Complete examination of the face is necessary because multiple injuries can easily occur. [17] Portions of the examination specific to the mandible are marked with an asterisk (*).

  • Inspect face for asymmetry, performed while looking down from the head of the bed.

  • Inspect open wounds for foreign bodies, and palpate for bony injury.

  • Palpate bony structures of the supraorbital ridge and the frontal bone for step-off fracture.

  • Thoroughly examine eyes for injury, abnormal ocular movements, and visual acuity. [30]

  • Inspect nares for telecanthus and widening of the nasal bridge, then palpate for tenderness and crepitus.

  • Inspect nasal septum for septal hematoma and clear rhinorrhea, which may suggest cerebrospinal fluid (CSF) leak.

  • Palpate zygoma along its arch, as well as along its articulations with the frontal bone, temporal bone, and maxillae.

  • Check facial stability by grasping the teeth and hard palate and gently pushing back and forth and up and down, while feeling for movement or instability of the midface. [17]

  • *Test teeth for stability and inspect for bleeding at the gumline—a sign of fracture through the alveolar bone.

  • *Check teeth for malocclusion and step-off.

  • *Palpate mandible for tenderness, swelling, and step-off along its symphysis, body, angle, and coronoid process anterior to the ear canal.

  • *Check for localized edema or ecchymosis in the floor of the mouth.

  • Evaluate distributions of the supraorbital, infraorbital, *inferior alveolar, and *mental nerves for anesthesia.

  • *If teeth are missing, account for them to ensure that they have not been aspirated.

  • *Inspect the area just anterior to the meatus of the ear for ecchymosis, and palpate for tenderness.

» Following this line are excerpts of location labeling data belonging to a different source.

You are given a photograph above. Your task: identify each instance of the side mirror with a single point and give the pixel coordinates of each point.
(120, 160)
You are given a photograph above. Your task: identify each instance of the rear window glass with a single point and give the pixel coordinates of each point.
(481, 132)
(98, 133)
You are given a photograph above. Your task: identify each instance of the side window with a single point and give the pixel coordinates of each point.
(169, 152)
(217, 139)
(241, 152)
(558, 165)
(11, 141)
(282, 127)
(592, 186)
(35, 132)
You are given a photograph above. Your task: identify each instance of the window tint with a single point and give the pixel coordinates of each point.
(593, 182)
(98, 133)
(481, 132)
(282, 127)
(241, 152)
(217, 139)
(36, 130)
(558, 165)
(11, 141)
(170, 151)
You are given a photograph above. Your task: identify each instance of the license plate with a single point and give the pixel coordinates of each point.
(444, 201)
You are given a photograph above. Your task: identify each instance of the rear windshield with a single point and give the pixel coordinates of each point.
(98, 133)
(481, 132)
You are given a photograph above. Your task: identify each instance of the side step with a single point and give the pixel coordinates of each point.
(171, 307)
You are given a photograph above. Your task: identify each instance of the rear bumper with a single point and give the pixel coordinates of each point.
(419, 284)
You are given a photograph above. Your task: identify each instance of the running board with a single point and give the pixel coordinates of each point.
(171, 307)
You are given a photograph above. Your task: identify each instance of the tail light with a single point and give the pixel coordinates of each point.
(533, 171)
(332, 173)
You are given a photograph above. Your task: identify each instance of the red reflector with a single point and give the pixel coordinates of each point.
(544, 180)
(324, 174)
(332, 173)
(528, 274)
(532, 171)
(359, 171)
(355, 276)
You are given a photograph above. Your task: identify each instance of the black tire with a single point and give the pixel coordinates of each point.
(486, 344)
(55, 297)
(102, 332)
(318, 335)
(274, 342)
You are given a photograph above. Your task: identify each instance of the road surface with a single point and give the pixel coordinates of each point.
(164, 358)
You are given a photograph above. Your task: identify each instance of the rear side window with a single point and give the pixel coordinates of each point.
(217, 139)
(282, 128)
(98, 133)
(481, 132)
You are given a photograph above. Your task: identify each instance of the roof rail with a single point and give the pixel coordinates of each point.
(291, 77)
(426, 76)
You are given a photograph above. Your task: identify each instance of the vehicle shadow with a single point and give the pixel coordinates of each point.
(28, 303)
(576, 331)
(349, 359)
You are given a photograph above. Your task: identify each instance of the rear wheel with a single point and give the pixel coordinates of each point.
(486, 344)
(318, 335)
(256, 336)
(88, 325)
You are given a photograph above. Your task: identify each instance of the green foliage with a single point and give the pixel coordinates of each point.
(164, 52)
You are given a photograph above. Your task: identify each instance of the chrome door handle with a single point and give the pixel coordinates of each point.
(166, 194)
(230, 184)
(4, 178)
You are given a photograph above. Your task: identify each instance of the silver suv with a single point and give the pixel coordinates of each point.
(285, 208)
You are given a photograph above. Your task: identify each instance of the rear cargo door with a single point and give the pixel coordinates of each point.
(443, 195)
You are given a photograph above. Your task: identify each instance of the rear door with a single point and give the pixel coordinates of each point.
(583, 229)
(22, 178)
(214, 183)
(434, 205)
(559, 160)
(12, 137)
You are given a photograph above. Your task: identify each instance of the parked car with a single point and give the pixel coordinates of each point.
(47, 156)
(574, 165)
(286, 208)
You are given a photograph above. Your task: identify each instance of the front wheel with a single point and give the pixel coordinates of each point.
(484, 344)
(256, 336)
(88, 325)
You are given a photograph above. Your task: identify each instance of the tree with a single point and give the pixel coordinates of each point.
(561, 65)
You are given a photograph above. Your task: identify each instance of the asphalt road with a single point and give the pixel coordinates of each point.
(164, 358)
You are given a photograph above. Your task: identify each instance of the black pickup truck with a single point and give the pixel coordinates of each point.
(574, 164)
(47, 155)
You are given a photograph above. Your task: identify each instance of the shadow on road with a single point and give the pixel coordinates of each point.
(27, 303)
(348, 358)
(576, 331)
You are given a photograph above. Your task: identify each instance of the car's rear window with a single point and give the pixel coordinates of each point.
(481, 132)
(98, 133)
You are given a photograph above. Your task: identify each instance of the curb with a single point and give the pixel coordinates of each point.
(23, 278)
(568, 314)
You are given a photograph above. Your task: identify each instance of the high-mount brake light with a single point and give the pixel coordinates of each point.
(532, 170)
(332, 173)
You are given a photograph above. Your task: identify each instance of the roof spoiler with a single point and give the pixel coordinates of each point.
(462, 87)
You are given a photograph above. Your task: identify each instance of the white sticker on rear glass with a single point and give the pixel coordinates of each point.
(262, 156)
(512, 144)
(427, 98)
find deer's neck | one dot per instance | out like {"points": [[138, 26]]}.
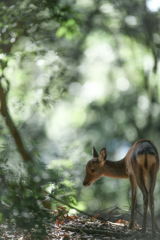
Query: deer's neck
{"points": [[115, 169]]}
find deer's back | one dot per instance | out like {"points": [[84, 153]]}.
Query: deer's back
{"points": [[142, 155]]}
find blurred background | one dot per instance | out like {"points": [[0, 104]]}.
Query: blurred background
{"points": [[82, 73]]}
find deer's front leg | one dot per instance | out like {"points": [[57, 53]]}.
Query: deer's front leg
{"points": [[134, 193]]}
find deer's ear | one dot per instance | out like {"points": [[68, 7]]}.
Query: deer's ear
{"points": [[102, 155], [94, 153]]}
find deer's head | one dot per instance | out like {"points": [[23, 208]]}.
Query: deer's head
{"points": [[94, 168]]}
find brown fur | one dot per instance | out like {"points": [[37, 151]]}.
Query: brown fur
{"points": [[140, 165]]}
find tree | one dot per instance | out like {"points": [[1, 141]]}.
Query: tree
{"points": [[74, 74]]}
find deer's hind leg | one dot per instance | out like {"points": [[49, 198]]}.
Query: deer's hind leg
{"points": [[141, 185], [151, 198], [134, 193]]}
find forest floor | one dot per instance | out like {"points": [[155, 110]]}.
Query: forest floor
{"points": [[74, 227]]}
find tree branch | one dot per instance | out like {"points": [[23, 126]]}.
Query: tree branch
{"points": [[10, 124], [97, 231]]}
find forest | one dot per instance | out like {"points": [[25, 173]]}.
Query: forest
{"points": [[73, 75]]}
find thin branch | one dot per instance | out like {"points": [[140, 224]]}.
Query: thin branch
{"points": [[96, 231], [10, 123]]}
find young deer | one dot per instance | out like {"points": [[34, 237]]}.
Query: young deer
{"points": [[140, 165]]}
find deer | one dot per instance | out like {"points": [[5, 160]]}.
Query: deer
{"points": [[140, 166]]}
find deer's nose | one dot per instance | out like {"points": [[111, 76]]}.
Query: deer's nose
{"points": [[86, 184]]}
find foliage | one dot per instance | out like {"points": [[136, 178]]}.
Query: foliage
{"points": [[78, 74]]}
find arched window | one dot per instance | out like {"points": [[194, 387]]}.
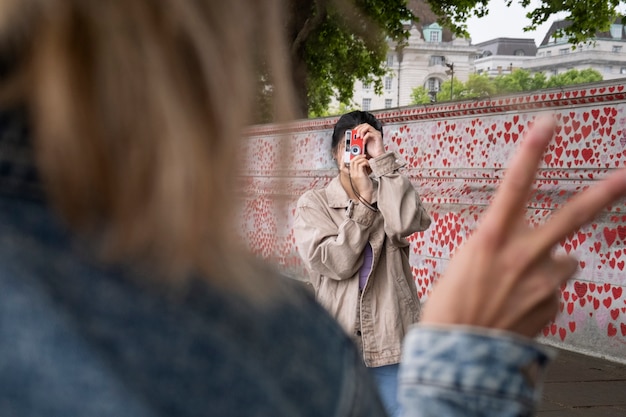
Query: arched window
{"points": [[433, 84]]}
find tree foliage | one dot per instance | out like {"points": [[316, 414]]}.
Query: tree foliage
{"points": [[334, 43], [520, 80], [586, 17]]}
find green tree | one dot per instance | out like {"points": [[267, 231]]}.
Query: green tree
{"points": [[574, 76], [479, 85], [335, 43], [519, 80], [586, 17]]}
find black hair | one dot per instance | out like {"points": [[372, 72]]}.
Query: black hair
{"points": [[350, 120]]}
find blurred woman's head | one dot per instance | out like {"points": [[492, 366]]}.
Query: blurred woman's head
{"points": [[137, 109]]}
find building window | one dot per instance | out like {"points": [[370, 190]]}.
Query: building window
{"points": [[616, 31], [388, 82], [437, 60], [433, 84]]}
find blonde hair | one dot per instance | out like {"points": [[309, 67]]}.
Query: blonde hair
{"points": [[138, 108]]}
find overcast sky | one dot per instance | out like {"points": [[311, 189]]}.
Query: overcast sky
{"points": [[505, 22]]}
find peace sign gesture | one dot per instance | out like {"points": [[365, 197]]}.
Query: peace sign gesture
{"points": [[507, 275]]}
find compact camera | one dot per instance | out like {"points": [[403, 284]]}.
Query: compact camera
{"points": [[354, 146]]}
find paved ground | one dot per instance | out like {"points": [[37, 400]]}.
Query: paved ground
{"points": [[583, 386]]}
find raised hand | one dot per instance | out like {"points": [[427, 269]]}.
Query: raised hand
{"points": [[507, 276]]}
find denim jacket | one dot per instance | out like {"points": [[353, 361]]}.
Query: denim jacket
{"points": [[471, 372]]}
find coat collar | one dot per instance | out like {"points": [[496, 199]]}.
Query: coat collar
{"points": [[336, 195]]}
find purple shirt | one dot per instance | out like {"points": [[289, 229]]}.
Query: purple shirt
{"points": [[367, 266]]}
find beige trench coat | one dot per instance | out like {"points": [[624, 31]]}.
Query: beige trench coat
{"points": [[331, 233]]}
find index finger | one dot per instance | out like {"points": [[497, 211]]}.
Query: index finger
{"points": [[582, 209], [511, 198]]}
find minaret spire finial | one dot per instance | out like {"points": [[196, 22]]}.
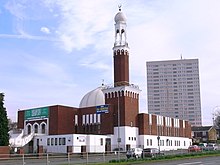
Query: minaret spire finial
{"points": [[119, 7]]}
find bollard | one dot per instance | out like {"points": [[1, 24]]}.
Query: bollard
{"points": [[23, 159], [68, 158], [104, 157]]}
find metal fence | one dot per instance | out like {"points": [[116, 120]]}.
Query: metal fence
{"points": [[59, 159], [68, 159]]}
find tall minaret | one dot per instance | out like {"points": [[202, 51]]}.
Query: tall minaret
{"points": [[121, 51], [123, 97]]}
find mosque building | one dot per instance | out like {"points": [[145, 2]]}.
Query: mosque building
{"points": [[107, 119]]}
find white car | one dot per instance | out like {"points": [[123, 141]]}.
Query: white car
{"points": [[134, 152], [211, 147]]}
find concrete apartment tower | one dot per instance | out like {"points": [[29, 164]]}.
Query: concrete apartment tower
{"points": [[173, 89]]}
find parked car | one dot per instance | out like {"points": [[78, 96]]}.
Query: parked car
{"points": [[151, 152], [194, 148], [134, 152], [202, 145], [211, 147]]}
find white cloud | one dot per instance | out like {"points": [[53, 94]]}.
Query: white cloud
{"points": [[45, 30]]}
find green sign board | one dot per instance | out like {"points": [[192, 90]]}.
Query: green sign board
{"points": [[36, 113]]}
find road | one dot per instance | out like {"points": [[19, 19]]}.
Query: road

This is the condyle of the mandible and is the site of often-missed fracture. Plain radiographs are not good for visualizing the condyle; maintain a high level of suspicion if the physical exam is suggestive.

  • *Mandibular fracture is suggested by inability to open the mouth, trismus, malocclusion of the teeth, or palpable step-offs of bone along symphysis, angles, or body. Gingival bleeding at the base of a tooth suggests fracture, especially if the teeth are malaligned. Edema or ecchymosis may be present in the floor of the mouth. Neurologic findings may include hypesthesia in the distribution of inferior alveolar or mental nerves.